Time passes. It's the seventies. Twin missiles, psychoanalytical and feminist criticism, slam into film studies. Suddenly, the Jimmy Stewart-Doris Day version is rediscovered. It's really a film about the fragility of family, the balancing-act of marriage. And stylistically, it's operatic and gutsy — why couldn't they see that in the fifties? The casting of Doris Day is downright brilliant, she's a natural performer inside and outside the movie. And yet forbidden to perform for a living by her husband Jimmy Stewart. "Are we about to have our monthly fight?" she asks. In reply, he opens his medicine bag and gives her a stiff sedative.

Present day. We revisit them both. The 1935 original? It's not very literary after all (thank God, if literary means merely stuffed with clever dialogue). It's something rarer: a movie that tells its story visually. And with witty, jolting cuts.

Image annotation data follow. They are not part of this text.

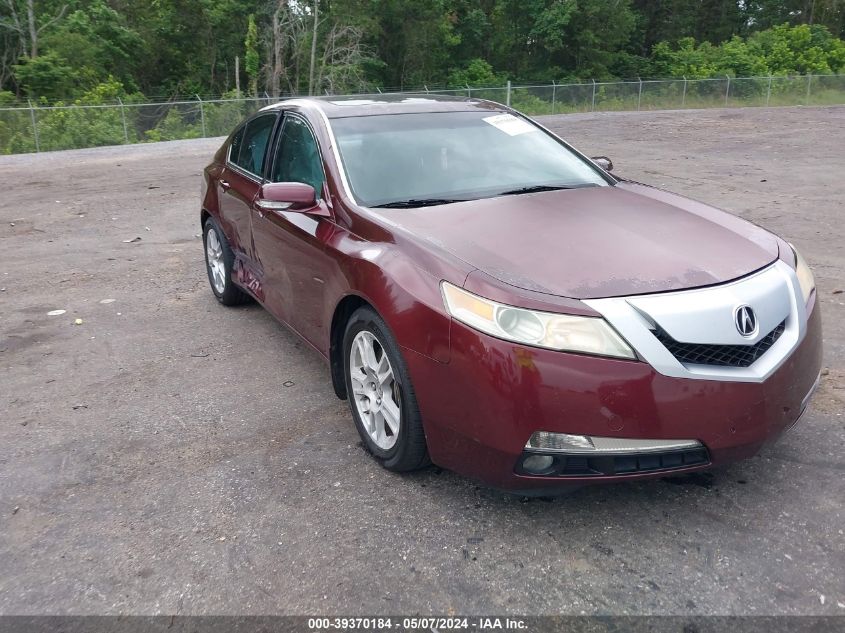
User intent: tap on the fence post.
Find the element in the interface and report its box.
[194,95,205,138]
[117,97,129,145]
[26,99,41,152]
[637,77,643,112]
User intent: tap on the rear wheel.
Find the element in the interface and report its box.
[343,307,429,471]
[203,218,250,306]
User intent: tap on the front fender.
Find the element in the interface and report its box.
[324,232,454,363]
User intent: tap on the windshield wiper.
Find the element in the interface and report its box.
[497,183,595,196]
[372,198,466,209]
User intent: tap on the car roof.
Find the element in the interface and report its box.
[262,93,508,119]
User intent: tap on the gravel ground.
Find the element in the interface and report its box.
[0,108,845,615]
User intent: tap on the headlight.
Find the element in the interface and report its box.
[790,244,816,303]
[441,281,637,358]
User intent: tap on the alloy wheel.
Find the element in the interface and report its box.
[349,330,402,450]
[205,229,226,294]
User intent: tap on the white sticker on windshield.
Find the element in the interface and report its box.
[483,114,537,136]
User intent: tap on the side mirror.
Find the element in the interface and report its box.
[255,182,317,212]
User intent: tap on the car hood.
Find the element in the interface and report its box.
[379,182,778,299]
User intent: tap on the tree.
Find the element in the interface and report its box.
[244,14,260,97]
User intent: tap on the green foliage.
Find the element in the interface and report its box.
[0,0,845,153]
[14,51,78,101]
[650,24,845,79]
[448,57,507,88]
[29,78,137,151]
[244,14,259,95]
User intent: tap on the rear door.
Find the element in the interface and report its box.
[217,112,279,264]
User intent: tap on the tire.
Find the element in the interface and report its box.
[202,218,251,306]
[343,307,431,472]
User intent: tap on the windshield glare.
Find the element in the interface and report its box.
[332,112,608,206]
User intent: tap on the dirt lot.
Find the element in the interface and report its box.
[0,108,845,615]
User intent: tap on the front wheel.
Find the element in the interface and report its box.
[343,307,429,471]
[203,218,250,306]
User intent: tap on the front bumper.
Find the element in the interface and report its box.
[406,298,822,491]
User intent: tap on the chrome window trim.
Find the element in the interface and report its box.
[583,260,807,383]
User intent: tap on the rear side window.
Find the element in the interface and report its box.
[229,125,246,164]
[229,114,276,177]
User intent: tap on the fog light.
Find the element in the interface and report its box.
[522,455,555,475]
[525,431,595,452]
[525,431,702,455]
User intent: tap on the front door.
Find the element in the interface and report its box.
[253,113,335,349]
[217,113,278,266]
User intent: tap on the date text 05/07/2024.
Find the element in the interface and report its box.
[308,617,528,631]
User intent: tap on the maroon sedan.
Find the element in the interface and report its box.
[202,96,822,492]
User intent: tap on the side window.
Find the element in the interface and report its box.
[229,125,246,165]
[270,116,326,200]
[231,114,276,176]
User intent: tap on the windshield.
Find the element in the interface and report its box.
[332,112,608,207]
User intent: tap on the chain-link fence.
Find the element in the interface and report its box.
[0,75,845,154]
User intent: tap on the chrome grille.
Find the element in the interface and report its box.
[651,321,786,367]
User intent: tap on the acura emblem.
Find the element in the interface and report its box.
[734,306,757,337]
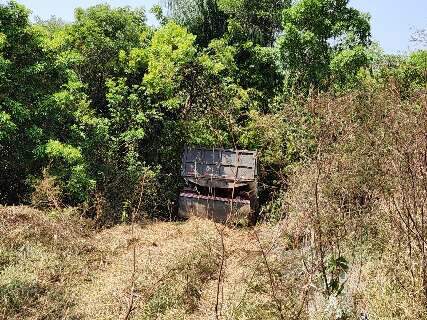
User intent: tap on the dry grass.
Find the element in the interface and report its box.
[0,207,308,319]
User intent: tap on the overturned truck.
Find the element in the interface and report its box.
[179,147,258,224]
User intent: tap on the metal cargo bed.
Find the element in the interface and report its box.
[181,148,257,188]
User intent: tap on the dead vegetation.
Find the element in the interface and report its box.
[0,207,304,319]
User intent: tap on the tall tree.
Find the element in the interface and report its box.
[0,1,66,202]
[279,0,370,89]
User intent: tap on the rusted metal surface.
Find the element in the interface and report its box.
[181,148,257,188]
[179,148,258,222]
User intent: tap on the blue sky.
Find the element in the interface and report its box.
[0,0,427,53]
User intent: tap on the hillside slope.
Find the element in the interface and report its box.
[0,207,303,319]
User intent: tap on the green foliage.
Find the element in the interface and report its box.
[0,0,426,225]
[144,22,196,103]
[279,0,370,90]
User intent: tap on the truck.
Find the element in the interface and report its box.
[178,147,258,224]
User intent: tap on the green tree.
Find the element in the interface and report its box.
[0,1,67,202]
[279,0,370,90]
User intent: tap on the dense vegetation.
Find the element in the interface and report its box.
[0,0,427,319]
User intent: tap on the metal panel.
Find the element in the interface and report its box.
[181,148,257,181]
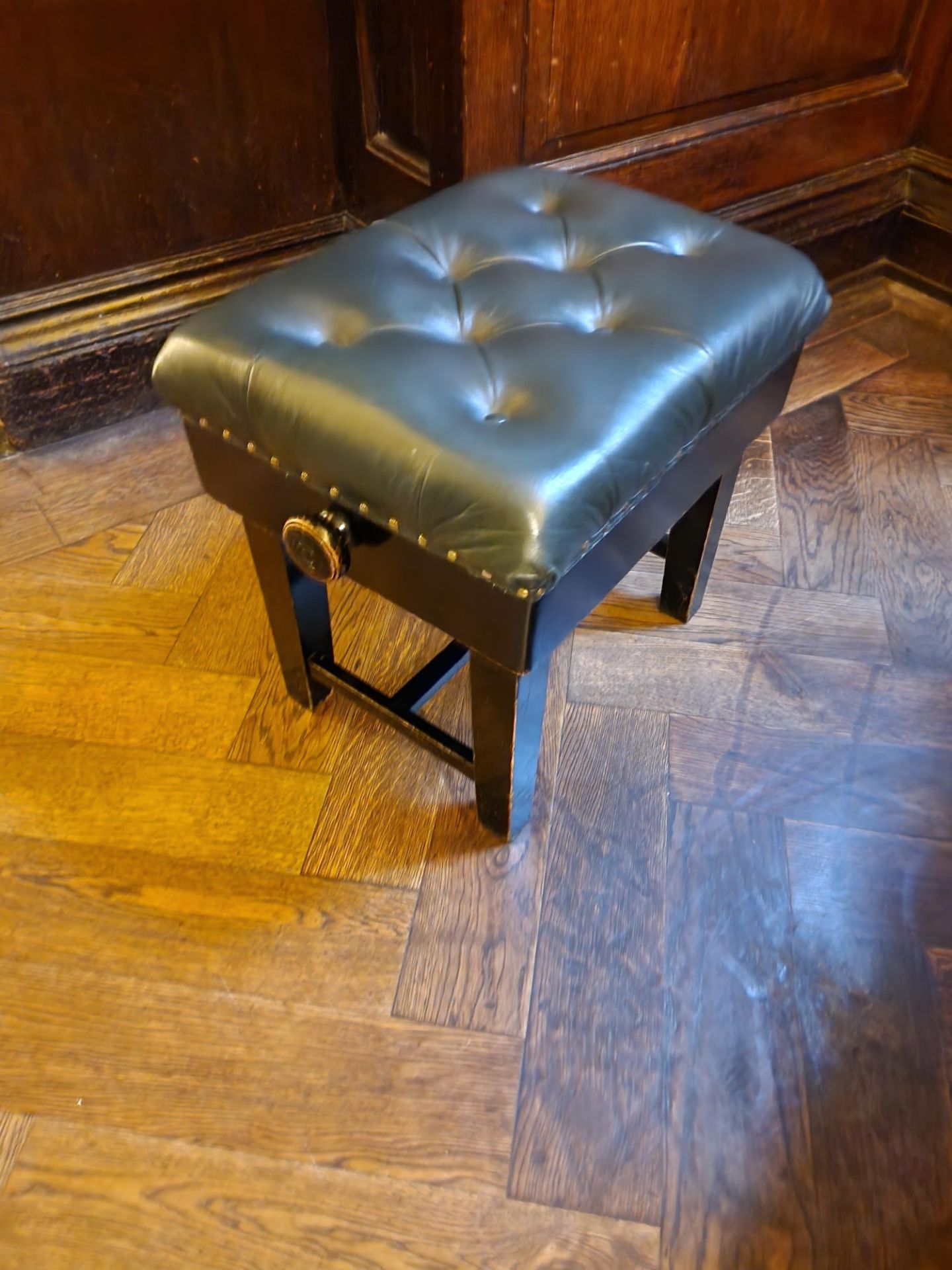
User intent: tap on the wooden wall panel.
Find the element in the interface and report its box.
[533,0,922,146]
[0,0,337,296]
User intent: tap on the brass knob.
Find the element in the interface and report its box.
[280,511,350,581]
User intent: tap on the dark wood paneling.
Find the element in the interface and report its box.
[532,0,922,140]
[327,0,463,220]
[0,214,346,452]
[354,0,434,184]
[0,0,337,294]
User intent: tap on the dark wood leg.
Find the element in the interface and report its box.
[245,519,334,708]
[469,653,549,838]
[658,465,740,622]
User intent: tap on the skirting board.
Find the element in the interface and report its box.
[0,149,952,453]
[0,212,353,453]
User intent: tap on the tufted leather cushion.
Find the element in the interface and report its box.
[153,167,829,595]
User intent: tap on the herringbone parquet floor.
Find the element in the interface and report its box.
[0,283,952,1270]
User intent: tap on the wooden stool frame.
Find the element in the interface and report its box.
[185,351,800,837]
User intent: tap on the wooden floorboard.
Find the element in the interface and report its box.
[0,648,258,758]
[0,960,522,1195]
[853,432,952,673]
[0,834,414,1015]
[3,521,146,583]
[0,1120,658,1270]
[393,643,571,1037]
[670,716,952,842]
[0,733,327,872]
[25,411,200,542]
[569,631,952,745]
[772,398,873,595]
[509,705,666,1224]
[661,804,816,1270]
[787,819,952,947]
[165,525,274,678]
[0,1111,32,1199]
[581,565,891,661]
[116,494,237,595]
[795,923,952,1270]
[0,572,196,661]
[783,319,897,414]
[0,279,952,1270]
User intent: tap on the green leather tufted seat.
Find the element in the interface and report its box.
[153,169,829,595]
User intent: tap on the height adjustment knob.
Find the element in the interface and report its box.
[280,509,350,581]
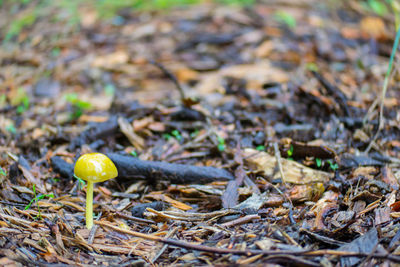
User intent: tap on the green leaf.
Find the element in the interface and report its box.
[287,145,294,158]
[171,130,182,141]
[315,158,322,168]
[0,167,7,176]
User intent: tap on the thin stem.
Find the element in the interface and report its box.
[86,181,93,229]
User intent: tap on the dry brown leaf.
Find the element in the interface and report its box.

But in the remake, quickly-drawn one-dimensional baddies from the original become complex, sympathetic figures. The Albert Hall sequence is mind-blowing. 12 minutes, 125 shots, not a single word spoken, concluding with a blood-curdling Doris Day scream and the mighty crash of a cymbal that saves a life. As for the above-mentioned feminist readings, it turns out they were sharp and prescient.

To sum up, no contest. "Let's say that the first version was the work of a talented amateur," Hitchcock told Truffaut, "and the second was made by a professional". Amen.

And now, over to you. Remakes you fancy? Duck into the comment cave below if you dare, or care.